I was so inspired by the hardcover edition that I wanted to enjoy "The Go-Giver" as an audiobook as well. But the two authors apparently decided that their success with the book qualified them to forego a professional narrator and just read it aloud themselves. What could possibly have accounted for this choice? Vanity? Hubris? Whatever it was, it was a bad decision.
No, they are not utterly awful, they are just ... amateurish. We Audible customers have very high standards from the professionals that perform our beloved audiobooks. This performance just doesn't measure up. I vote for a do-over with Frederick Davidson or Michael Pritchard.
As for the content ... This is the kind of book that changes lives. No kidding. As it did with Joe in the story, it has caused me to see my already successful career in an entirely new light. I have reaped some major benefits aleady.

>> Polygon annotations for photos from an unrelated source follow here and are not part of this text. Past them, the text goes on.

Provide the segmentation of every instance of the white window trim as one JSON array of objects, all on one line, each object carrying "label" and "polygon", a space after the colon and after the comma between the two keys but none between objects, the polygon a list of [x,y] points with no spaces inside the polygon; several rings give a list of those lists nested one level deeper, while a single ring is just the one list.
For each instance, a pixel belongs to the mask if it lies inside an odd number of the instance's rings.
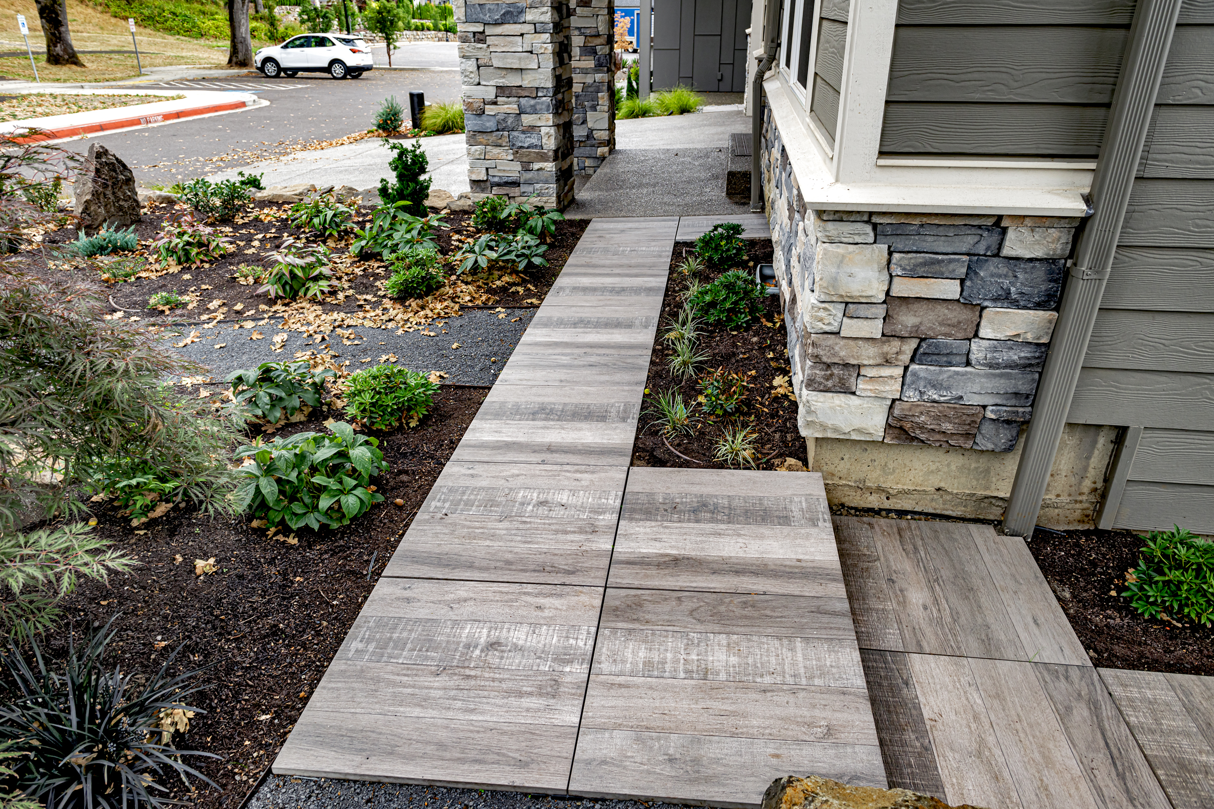
[{"label": "white window trim", "polygon": [[[795,2],[785,0],[785,32]],[[810,120],[812,90],[800,92],[784,68],[783,47],[778,70],[764,81],[806,203],[838,210],[1083,216],[1083,194],[1091,188],[1095,169],[1090,158],[881,156],[897,8],[897,0],[851,4],[834,148]],[[811,75],[817,27],[818,17],[810,38]],[[798,56],[794,49],[792,70]]]}]

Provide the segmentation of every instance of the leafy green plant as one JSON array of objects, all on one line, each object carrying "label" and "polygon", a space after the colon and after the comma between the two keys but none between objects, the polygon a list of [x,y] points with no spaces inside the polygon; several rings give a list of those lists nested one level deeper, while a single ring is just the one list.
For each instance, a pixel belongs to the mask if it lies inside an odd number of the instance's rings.
[{"label": "leafy green plant", "polygon": [[346,415],[373,429],[416,427],[430,412],[438,384],[398,365],[374,365],[346,380]]},{"label": "leafy green plant", "polygon": [[421,129],[443,135],[464,131],[464,102],[439,101],[421,110]]},{"label": "leafy green plant", "polygon": [[749,425],[726,427],[713,448],[713,460],[732,467],[734,465],[755,468],[759,456],[759,434]]},{"label": "leafy green plant", "polygon": [[[115,616],[117,617],[117,616]],[[181,646],[149,678],[109,670],[106,646],[117,629],[93,634],[78,648],[73,642],[62,671],[46,665],[38,642],[29,656],[13,643],[4,655],[5,685],[11,702],[0,706],[0,739],[19,744],[27,756],[13,759],[10,781],[30,798],[63,809],[163,807],[175,803],[157,793],[168,788],[157,776],[171,773],[187,785],[197,777],[217,786],[183,763],[183,756],[219,758],[214,753],[176,750],[169,742],[205,713],[183,700],[206,688],[200,670],[169,676]]]},{"label": "leafy green plant", "polygon": [[681,84],[653,93],[653,99],[659,115],[694,113],[704,106],[704,98],[698,92]]},{"label": "leafy green plant", "polygon": [[316,297],[329,291],[333,273],[329,270],[329,251],[324,245],[305,245],[295,239],[283,239],[278,250],[270,253],[274,262],[266,273],[266,284],[259,292],[268,292],[271,298]]},{"label": "leafy green plant", "polygon": [[350,223],[353,216],[354,209],[344,205],[333,192],[313,192],[291,206],[290,223],[293,228],[312,230],[322,237],[337,237],[353,229]]},{"label": "leafy green plant", "polygon": [[506,216],[510,200],[505,196],[486,196],[472,206],[472,227],[477,230],[503,233],[512,230],[514,223]]},{"label": "leafy green plant", "polygon": [[232,371],[223,382],[232,386],[232,401],[242,415],[277,425],[305,405],[319,408],[330,376],[329,369],[312,371],[307,360],[284,360]]},{"label": "leafy green plant", "polygon": [[732,374],[716,369],[702,377],[699,386],[699,406],[714,416],[734,416],[745,409],[745,399],[750,382],[745,374]]},{"label": "leafy green plant", "polygon": [[219,235],[212,228],[185,213],[165,220],[152,249],[163,262],[181,267],[215,261],[232,249],[232,239]]},{"label": "leafy green plant", "polygon": [[348,525],[381,502],[370,484],[388,469],[379,441],[341,421],[330,429],[331,435],[296,433],[238,449],[237,458],[250,461],[240,467],[237,505],[268,525],[319,530]]},{"label": "leafy green plant", "polygon": [[659,392],[653,399],[653,406],[643,415],[653,416],[653,421],[646,429],[658,427],[666,438],[680,433],[691,434],[694,432],[696,425],[699,423],[699,418],[691,415],[682,394],[675,388]]},{"label": "leafy green plant", "polygon": [[354,230],[350,252],[359,258],[381,256],[388,260],[412,247],[429,245],[437,250],[435,230],[443,227],[446,215],[413,216],[407,207],[404,201],[380,205],[371,215],[370,224],[364,230]]},{"label": "leafy green plant", "polygon": [[380,132],[396,133],[404,126],[404,108],[396,96],[388,96],[375,110],[375,129]]},{"label": "leafy green plant", "polygon": [[696,239],[696,253],[711,267],[733,267],[747,258],[745,232],[737,222],[721,222]]},{"label": "leafy green plant", "polygon": [[148,297],[149,309],[176,309],[178,306],[185,306],[186,298],[177,295],[177,290],[171,292],[153,292]]},{"label": "leafy green plant", "polygon": [[731,269],[711,284],[687,297],[707,323],[722,323],[726,329],[739,329],[751,318],[762,314],[764,292],[754,275],[744,269]]},{"label": "leafy green plant", "polygon": [[1186,617],[1210,626],[1214,621],[1214,542],[1179,525],[1151,531],[1139,552],[1138,566],[1125,575],[1122,596],[1147,617]]},{"label": "leafy green plant", "polygon": [[91,237],[81,233],[72,243],[72,250],[78,256],[86,258],[90,256],[108,256],[114,251],[130,252],[137,250],[140,238],[135,235],[134,224],[126,230],[106,230],[103,228]]},{"label": "leafy green plant", "polygon": [[410,148],[384,138],[384,144],[395,152],[387,165],[396,175],[396,183],[388,183],[387,177],[380,180],[380,200],[385,205],[404,203],[405,213],[425,216],[426,196],[430,195],[430,177],[426,177],[430,160],[421,149],[421,142],[414,141]]}]

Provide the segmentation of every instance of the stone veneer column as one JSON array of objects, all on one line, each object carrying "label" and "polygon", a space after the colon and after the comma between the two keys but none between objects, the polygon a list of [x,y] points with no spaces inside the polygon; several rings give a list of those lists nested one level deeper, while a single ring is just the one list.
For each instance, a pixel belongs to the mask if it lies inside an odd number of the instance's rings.
[{"label": "stone veneer column", "polygon": [[592,175],[615,148],[614,0],[575,0],[573,51],[574,172]]},{"label": "stone veneer column", "polygon": [[472,199],[573,201],[567,0],[454,1]]}]

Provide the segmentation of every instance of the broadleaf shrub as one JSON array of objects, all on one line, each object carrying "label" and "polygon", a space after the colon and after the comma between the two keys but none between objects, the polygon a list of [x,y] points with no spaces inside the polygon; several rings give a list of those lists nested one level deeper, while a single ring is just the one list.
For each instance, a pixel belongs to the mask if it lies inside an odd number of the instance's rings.
[{"label": "broadleaf shrub", "polygon": [[700,286],[687,298],[687,306],[705,323],[722,323],[726,329],[738,329],[762,314],[764,292],[754,275],[744,269],[722,273],[711,284]]},{"label": "broadleaf shrub", "polygon": [[277,425],[308,408],[319,408],[324,381],[333,370],[313,371],[307,360],[262,363],[255,369],[232,371],[223,381],[232,386],[233,408],[267,425]]},{"label": "broadleaf shrub", "polygon": [[1151,531],[1140,548],[1138,566],[1125,576],[1122,596],[1147,617],[1185,617],[1210,626],[1214,621],[1214,542],[1174,525]]},{"label": "broadleaf shrub", "polygon": [[370,483],[388,469],[379,441],[341,421],[330,429],[330,435],[296,433],[238,449],[237,457],[250,461],[240,467],[237,505],[268,525],[319,530],[348,525],[381,502]]},{"label": "broadleaf shrub", "polygon": [[346,380],[346,415],[373,429],[416,427],[430,412],[438,384],[398,365],[374,365]]}]

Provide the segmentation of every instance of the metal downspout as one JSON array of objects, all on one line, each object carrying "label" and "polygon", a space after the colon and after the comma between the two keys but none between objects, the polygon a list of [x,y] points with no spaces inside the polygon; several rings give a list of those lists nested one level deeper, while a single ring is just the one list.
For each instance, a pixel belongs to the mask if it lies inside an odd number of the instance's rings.
[{"label": "metal downspout", "polygon": [[1134,15],[1091,183],[1095,212],[1071,264],[1049,357],[1033,401],[1033,418],[1008,498],[1003,528],[1009,535],[1029,537],[1037,525],[1054,455],[1105,294],[1180,4],[1181,0],[1140,0]]}]

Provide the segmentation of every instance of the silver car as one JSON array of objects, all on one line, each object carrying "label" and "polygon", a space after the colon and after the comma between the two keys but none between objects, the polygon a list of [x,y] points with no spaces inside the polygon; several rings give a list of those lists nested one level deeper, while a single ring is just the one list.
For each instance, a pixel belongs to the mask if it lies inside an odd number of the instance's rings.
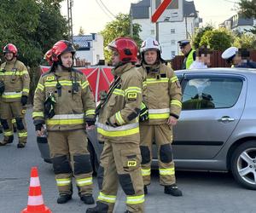
[{"label": "silver car", "polygon": [[[256,70],[209,68],[176,74],[183,93],[183,110],[173,130],[176,168],[231,170],[237,182],[256,190]],[[88,138],[96,170],[102,145],[96,130],[89,131]],[[43,158],[49,162],[47,141],[38,144]],[[155,146],[153,153],[156,159]]]}]

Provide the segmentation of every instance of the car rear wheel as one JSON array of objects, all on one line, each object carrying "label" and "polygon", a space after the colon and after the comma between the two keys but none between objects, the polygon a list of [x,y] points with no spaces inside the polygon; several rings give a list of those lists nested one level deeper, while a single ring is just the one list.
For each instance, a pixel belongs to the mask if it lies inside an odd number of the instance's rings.
[{"label": "car rear wheel", "polygon": [[235,150],[231,157],[231,170],[238,183],[256,190],[256,141],[247,141]]},{"label": "car rear wheel", "polygon": [[89,151],[90,156],[90,163],[91,163],[91,166],[93,169],[93,174],[96,175],[97,170],[99,169],[99,162],[98,162],[97,156],[95,153],[94,147],[89,140],[88,140],[88,151]]}]

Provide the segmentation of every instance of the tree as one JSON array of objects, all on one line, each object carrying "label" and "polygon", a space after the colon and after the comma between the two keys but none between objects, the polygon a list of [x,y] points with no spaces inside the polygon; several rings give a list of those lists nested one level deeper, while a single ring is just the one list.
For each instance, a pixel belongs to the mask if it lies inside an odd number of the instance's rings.
[{"label": "tree", "polygon": [[[130,36],[130,16],[128,14],[119,14],[116,19],[108,23],[101,34],[104,37],[104,47],[119,37],[131,37]],[[139,37],[139,32],[142,32],[141,26],[138,24],[132,24],[133,36],[132,38],[136,41],[138,47],[142,43],[142,39]],[[109,52],[104,50],[105,58],[109,60]]]},{"label": "tree", "polygon": [[195,36],[193,39],[193,47],[194,49],[199,49],[200,48],[200,43],[202,36],[207,32],[207,31],[212,31],[213,26],[207,26],[202,28],[199,28],[195,33]]},{"label": "tree", "polygon": [[213,50],[224,51],[233,43],[231,32],[224,28],[207,31],[202,36],[200,46],[208,47]]},{"label": "tree", "polygon": [[241,37],[236,37],[234,46],[241,49],[256,49],[256,36],[243,33]]},{"label": "tree", "polygon": [[[256,19],[256,0],[241,0],[238,5],[238,13],[240,14],[247,19]],[[256,34],[256,26],[253,29],[247,30],[247,32]]]},{"label": "tree", "polygon": [[18,58],[30,67],[32,95],[44,53],[67,35],[67,22],[60,11],[61,1],[1,1],[0,47],[12,43],[18,48]]},{"label": "tree", "polygon": [[61,1],[1,1],[0,46],[13,43],[19,58],[37,66],[44,54],[67,33],[67,21],[60,12]]},{"label": "tree", "polygon": [[79,36],[83,36],[84,35],[84,30],[83,29],[82,26],[80,26],[79,28]]}]

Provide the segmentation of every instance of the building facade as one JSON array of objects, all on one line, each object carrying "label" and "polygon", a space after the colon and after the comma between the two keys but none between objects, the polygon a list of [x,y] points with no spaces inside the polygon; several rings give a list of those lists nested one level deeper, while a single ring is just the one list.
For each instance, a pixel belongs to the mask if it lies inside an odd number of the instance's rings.
[{"label": "building facade", "polygon": [[219,27],[225,27],[230,31],[239,32],[246,32],[247,31],[253,29],[256,26],[255,19],[245,19],[239,14],[235,14],[230,19],[224,20],[218,25]]},{"label": "building facade", "polygon": [[104,60],[103,37],[101,34],[73,36],[73,43],[78,60],[87,65],[96,65],[100,60]]},{"label": "building facade", "polygon": [[[183,21],[159,23],[159,42],[162,48],[162,57],[171,60],[180,54],[177,41],[191,39],[195,28],[202,21],[198,16],[194,2],[183,1]],[[137,23],[142,26],[140,37],[145,40],[151,37],[156,38],[156,25],[151,22],[150,0],[142,0],[137,3],[131,3],[130,12],[132,23]]]}]

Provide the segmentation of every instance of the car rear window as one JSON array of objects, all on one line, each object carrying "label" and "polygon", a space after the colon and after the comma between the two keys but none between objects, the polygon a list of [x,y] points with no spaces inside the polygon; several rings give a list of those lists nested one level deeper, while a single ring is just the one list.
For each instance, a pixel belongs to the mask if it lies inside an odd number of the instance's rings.
[{"label": "car rear window", "polygon": [[232,107],[238,100],[242,79],[229,77],[191,78],[183,85],[183,110]]}]

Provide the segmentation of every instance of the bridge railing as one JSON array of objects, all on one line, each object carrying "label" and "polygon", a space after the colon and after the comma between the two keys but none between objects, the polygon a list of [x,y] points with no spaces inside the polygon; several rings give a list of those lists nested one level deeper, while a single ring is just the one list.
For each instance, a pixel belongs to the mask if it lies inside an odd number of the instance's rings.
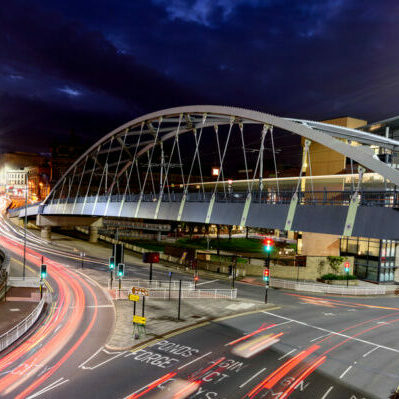
[{"label": "bridge railing", "polygon": [[[298,204],[300,205],[330,205],[330,206],[347,206],[350,203],[353,191],[302,191],[298,192]],[[213,192],[191,192],[186,196],[186,202],[209,202]],[[244,203],[247,199],[248,191],[230,191],[215,193],[215,201],[223,203]],[[270,204],[270,205],[286,205],[291,202],[293,191],[252,191],[251,197],[253,203]],[[399,192],[396,191],[369,191],[359,192],[360,205],[363,206],[383,206],[397,207],[399,206]],[[138,202],[139,194],[112,195],[109,196],[88,196],[78,198],[60,198],[51,201],[52,204],[72,204],[72,203],[94,203],[94,202]],[[181,202],[183,193],[170,192],[164,193],[162,202]],[[159,195],[143,194],[141,200],[143,202],[156,202]],[[21,209],[21,208],[18,208]]]},{"label": "bridge railing", "polygon": [[[109,290],[110,295],[113,299],[125,299],[129,298],[129,295],[132,293],[131,290],[113,288]],[[169,299],[169,295],[171,299],[179,298],[179,290],[171,289],[169,291],[168,288],[148,288],[148,296],[153,299]],[[186,299],[236,299],[237,298],[237,289],[225,289],[225,288],[217,288],[217,289],[182,289],[181,290],[181,298]]]}]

If you can tolerate the narrators, by all means go ahead with this recording. But you can read the hardcover in an evening, and you might enjoy it more, as I did.
"WARNING - POOR SOUND QUALITY"
Having listened with delight to David Case read "Flashman and the Tiger", I downloaded this expecting to enjoy the incomparable Lord Peter. To my dismay, the sound quality on format 3 was unlistenable, as muffled as if the microphone had been at the bottom of a filled laundry hamper. No, it's not my equipment - "The Wisdom of Crowds," downloaded at the same time, and is crystal clear. This is simply a bad re-recording of the cassette Books on Tape production. Audible: Step up your quality control!